From Adviser Guide: Updated Risk profiling
Q: What are the pros and cons of risk profiling tools?
Profiling tools are often embedded within a wider software package or available on a standalone basis.
Some stop at the risk profiling stage while others have a line of sight from analysis through to a final product recommendation.
The degree of integration into back office systems will be a consideration for some advisers, keeping client data in a single repository.
Product provider tools are available on adviser extranets, typically supporting fund selection from within a set range.
Whatever and wherever the tool is located, the adviser has a duty to understand the functionality and assumptions used within the software solution.
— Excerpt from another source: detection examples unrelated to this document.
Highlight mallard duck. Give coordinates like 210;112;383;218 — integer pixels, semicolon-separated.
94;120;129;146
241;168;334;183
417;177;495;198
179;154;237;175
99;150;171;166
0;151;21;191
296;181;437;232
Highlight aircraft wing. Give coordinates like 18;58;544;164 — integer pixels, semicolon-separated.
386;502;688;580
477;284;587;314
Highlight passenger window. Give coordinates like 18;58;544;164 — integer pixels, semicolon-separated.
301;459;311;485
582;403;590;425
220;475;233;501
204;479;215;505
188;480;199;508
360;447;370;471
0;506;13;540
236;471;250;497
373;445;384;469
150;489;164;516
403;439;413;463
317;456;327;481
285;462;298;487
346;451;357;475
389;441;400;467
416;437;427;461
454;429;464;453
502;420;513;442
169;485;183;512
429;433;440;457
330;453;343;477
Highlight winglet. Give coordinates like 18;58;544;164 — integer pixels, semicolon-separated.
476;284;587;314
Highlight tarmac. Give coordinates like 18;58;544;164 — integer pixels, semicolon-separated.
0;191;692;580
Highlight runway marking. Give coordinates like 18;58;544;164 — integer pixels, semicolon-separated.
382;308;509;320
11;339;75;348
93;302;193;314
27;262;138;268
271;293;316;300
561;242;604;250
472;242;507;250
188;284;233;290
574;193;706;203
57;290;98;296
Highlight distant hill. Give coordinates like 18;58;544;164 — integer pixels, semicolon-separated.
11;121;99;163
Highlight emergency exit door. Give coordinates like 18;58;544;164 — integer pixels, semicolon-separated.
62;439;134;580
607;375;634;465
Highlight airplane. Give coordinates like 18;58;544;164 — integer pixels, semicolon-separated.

Some tools and providers are more transparent than others.
Speaking in 2011, Paul Resnik, co-founder of FinaMetrica, said most UK advisers use some form of risk questionnaire, which may be one provided in their planning software, by a product supplier or as a required element from a compliance department.
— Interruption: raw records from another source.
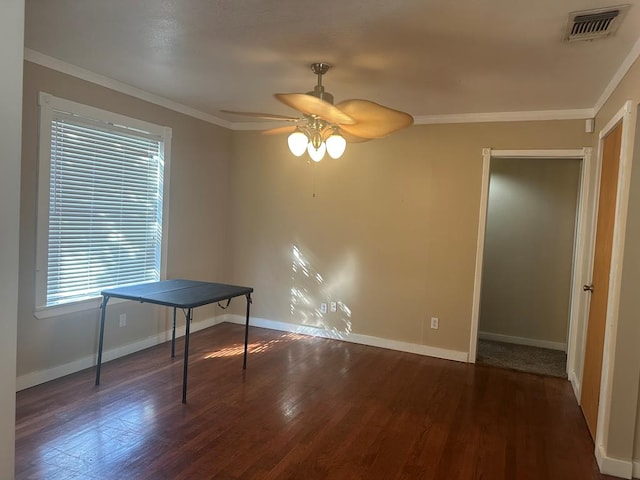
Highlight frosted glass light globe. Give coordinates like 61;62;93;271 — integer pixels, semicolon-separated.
327;133;347;158
287;130;309;157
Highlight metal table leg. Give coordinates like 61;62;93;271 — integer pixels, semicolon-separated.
171;307;176;358
96;295;109;385
182;308;191;403
242;293;251;370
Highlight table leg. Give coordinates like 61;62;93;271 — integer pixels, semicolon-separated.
182;308;191;403
171;307;176;358
242;293;251;370
96;295;109;385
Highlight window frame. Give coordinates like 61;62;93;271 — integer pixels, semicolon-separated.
34;92;172;318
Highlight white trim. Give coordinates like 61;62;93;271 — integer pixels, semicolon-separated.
595;100;633;464
478;332;567;352
413;108;595;125
469;148;591;382
482;148;585;158
24;48;232;128
595;446;634;478
16;315;224;391
567;370;582;399
593;38;640;117
567;147;597;402
34;92;172;318
469;148;491;363
24;48;596;130
224;314;468;362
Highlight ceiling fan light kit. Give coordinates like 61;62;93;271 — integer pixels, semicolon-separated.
225;63;413;162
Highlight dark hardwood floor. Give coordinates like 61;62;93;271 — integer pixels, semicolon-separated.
16;324;612;480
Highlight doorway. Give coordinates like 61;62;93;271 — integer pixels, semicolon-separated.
468;148;594;388
477;157;582;377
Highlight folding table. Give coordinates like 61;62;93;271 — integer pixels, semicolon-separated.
96;280;253;403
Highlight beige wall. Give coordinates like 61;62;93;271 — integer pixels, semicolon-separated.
479;158;580;345
231;121;591;352
596;49;640;461
17;62;232;376
0;0;24;480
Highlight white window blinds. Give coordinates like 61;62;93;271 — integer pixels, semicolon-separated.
46;111;164;306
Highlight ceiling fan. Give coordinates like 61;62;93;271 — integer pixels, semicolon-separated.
221;63;413;162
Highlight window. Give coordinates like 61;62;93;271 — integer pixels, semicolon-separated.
36;93;171;313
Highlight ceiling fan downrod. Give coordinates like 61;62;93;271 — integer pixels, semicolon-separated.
307;62;333;105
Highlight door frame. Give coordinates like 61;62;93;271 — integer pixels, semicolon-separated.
592;100;633;473
468;147;594;390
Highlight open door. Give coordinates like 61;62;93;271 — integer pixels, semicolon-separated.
580;122;622;440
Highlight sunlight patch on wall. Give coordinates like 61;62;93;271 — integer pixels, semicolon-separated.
290;245;354;338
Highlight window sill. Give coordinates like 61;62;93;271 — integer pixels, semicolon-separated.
33;296;129;320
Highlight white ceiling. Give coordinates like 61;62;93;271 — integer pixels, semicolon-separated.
25;0;640;126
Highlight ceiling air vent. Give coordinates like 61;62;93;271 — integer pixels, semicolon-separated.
565;5;629;42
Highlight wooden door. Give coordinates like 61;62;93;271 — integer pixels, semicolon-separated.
580;122;622;440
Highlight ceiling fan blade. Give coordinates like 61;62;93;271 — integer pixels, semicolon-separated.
336;99;413;138
220;110;300;122
275;93;356;125
262;125;297;135
340;130;372;143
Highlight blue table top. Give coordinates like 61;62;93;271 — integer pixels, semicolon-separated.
101;279;253;308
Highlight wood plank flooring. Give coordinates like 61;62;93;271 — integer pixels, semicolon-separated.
16;324;613;480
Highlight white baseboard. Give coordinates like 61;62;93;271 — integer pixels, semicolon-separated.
567;371;582;405
478;332;567;352
595;445;637;478
16;315;225;391
224;315;469;362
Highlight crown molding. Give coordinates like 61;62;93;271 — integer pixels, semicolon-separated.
593;34;640;117
24;48;233;129
24;47;640;131
414;108;594;125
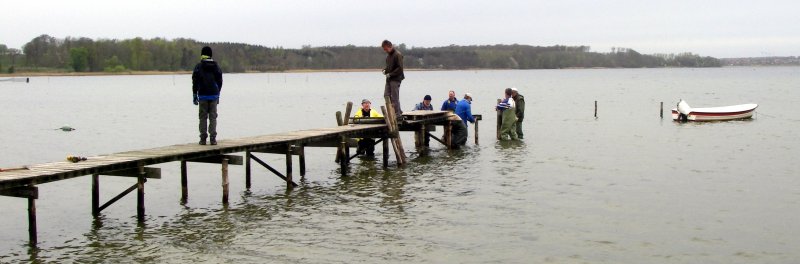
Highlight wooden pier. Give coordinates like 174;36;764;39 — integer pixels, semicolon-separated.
0;99;480;246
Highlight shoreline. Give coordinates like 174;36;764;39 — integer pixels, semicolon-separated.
0;65;795;78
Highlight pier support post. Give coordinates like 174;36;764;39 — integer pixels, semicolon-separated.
475;118;480;145
339;139;349;176
244;151;252;190
28;195;38;247
181;160;189;204
381;137;389;168
136;162;147;223
495;99;503;140
286;145;294;189
222;158;228;204
92;173;100;217
298;144;306;177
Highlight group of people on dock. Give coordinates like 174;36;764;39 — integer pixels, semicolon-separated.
192;40;525;150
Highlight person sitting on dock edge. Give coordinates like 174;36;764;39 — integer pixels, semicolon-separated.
414;95;433;111
441;90;458;112
192;46;222;145
496;88;519;140
353;99;383;156
455;93;475;133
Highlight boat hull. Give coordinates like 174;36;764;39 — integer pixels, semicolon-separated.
672;104;758;121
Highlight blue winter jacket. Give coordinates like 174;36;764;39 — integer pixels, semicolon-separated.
192;59;222;101
456;99;475;125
Typically, he said the client completed it quickly, often with the adviser’s assistance.
Then, he said one of two things occurred - either the adviser moves on to the real portfolio design process or the risk questionnaire itself is used to select an investment portfolio directly.
Mr Resnik said this last type of profiling was known as a portfolio picker strategy.
Questions are asked about goals, experience, risk capacity, risk tolerance, etc, to select one of five or six investor styles, for example “A Prudent investor who values security of capital …”.
Each investor style has its own model portfolio/asset allocation.
According to Mr Resnik this reduces the whole planning process to an intellectually empty and ethically indefensible quiz.
Normally, he said the designer of a portfolio picker starts with the model portfolios/asset allocations and works backwards to a questionnaire and scoring algorithm – a very arbitrary process.
Mr Resnik said: “A recent empirical study of 131 such questionnaires showed alarming results.
“When all questions in the questionnaires were answered in the most conservative way, the percentage of assets recommended for stocks ranged from 0 to 70.
“When answered in the most risky way, the percentage of assets recommended for stocks ranged from 50 to 100.”
Mr Resnik said one consequence of the industry’s reliance on portfolio pickers is that many advisers have a poor understanding of their clients’ risk tolerance.
Statistical studies typically show correlations of .4 or less between advisers’ estimates and measured risk tolerances.
According to Mr Resnik correlations of this order give errors of two or more standard deviations for one in six cases.
This means that advisers would be more accurate if they made no attempt to assess clients’ risk tolerance and simply assumed all clients were average, Mr Resnik said.